The dispute over the foreshore and seabed is essentially one of power relationships.
It would not have occurred had the Crown, in the form of successive governments since the 1970s, not decided to embrace the "principles" of the Treaty of Waitangi, and, likewise, the higher courts including the Privy Council not acknowledged certain claims, giving indigenous preference.
This whole area of the law is relatively new and much ink has been spilt and money spent navigating a way through the maze.
The Foreshore and Seabed Act of 2004 was just such an example.
It was sponsored by the Clark government with perhaps the best of intentions - to preserve general public access to the foreshore while enabling some limited customary title to Maori - but it was prompted by a court decision.

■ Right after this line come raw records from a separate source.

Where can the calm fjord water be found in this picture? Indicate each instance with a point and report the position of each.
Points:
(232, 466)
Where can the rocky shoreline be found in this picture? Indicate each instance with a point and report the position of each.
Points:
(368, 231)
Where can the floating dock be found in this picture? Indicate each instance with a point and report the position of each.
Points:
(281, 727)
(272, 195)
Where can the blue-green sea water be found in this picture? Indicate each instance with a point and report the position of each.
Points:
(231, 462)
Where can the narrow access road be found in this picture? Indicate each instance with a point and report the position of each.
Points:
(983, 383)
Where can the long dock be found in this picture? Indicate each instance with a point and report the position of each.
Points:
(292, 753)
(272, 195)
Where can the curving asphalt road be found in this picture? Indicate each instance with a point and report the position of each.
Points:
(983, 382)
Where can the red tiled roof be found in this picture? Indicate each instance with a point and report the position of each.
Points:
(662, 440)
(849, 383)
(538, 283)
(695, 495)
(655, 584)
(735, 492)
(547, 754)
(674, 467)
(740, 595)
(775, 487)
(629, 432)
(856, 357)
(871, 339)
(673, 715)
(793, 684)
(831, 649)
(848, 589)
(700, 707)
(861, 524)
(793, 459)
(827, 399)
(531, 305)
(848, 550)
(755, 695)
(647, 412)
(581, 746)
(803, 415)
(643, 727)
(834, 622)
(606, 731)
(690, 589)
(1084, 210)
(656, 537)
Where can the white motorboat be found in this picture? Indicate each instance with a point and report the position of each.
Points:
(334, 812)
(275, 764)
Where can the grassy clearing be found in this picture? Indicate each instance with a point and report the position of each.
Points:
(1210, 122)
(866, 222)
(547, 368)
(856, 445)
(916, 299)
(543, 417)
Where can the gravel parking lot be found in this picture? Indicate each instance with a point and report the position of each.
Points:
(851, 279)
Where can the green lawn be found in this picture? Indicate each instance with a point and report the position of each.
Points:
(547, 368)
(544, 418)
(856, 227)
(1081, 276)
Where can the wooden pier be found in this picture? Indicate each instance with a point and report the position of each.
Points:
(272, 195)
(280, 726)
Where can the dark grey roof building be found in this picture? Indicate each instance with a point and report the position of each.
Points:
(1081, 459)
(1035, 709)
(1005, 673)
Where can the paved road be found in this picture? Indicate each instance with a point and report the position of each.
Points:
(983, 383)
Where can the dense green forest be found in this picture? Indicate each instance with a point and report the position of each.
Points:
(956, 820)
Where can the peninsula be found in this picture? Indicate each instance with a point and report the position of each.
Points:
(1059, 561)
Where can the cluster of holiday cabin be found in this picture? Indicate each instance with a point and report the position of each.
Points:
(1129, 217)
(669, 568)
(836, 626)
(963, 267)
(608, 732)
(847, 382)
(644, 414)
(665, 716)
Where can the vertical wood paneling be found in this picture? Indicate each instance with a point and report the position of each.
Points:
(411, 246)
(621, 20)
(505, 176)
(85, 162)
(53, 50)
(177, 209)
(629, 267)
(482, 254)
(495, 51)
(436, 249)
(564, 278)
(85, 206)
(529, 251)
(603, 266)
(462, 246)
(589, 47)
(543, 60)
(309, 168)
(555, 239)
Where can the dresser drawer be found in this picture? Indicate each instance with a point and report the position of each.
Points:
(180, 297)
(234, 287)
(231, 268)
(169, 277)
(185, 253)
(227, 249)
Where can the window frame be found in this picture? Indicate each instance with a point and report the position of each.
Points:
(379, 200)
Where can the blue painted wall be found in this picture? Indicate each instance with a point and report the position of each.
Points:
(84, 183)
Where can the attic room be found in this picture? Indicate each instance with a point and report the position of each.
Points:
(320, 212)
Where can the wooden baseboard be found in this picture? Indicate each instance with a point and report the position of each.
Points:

A tribe had sought a mussel-farming licence in what it claimed was its traditional area, and when this was rejected by the local district council, took its claim to the Court of Appeal which ruled against the Crown's contention that customary title had been extinguished.
The court also determined that the Maori Land Court had the jurisdiction to decide whether any part of the foreshore and seabed was still Maori customary land.
No government fearful of such a challenge to its supremacy could allow this particular can to be opened, and Labour's purpose with its legislation was to reassert Crown ownership over the foreshore and, perhaps more significantly in the longer term, the seabed and its largely unknown and untapped economic potential.
The National Party entered last year's election promising to review the Act and in its post-election negotiations with the Maori Party confirmed it.
The review panel's recommendation now published represents realpolitik under MMP in action, whatever might be thought of the review as a "set-up" designed to produce a predetermined outcome.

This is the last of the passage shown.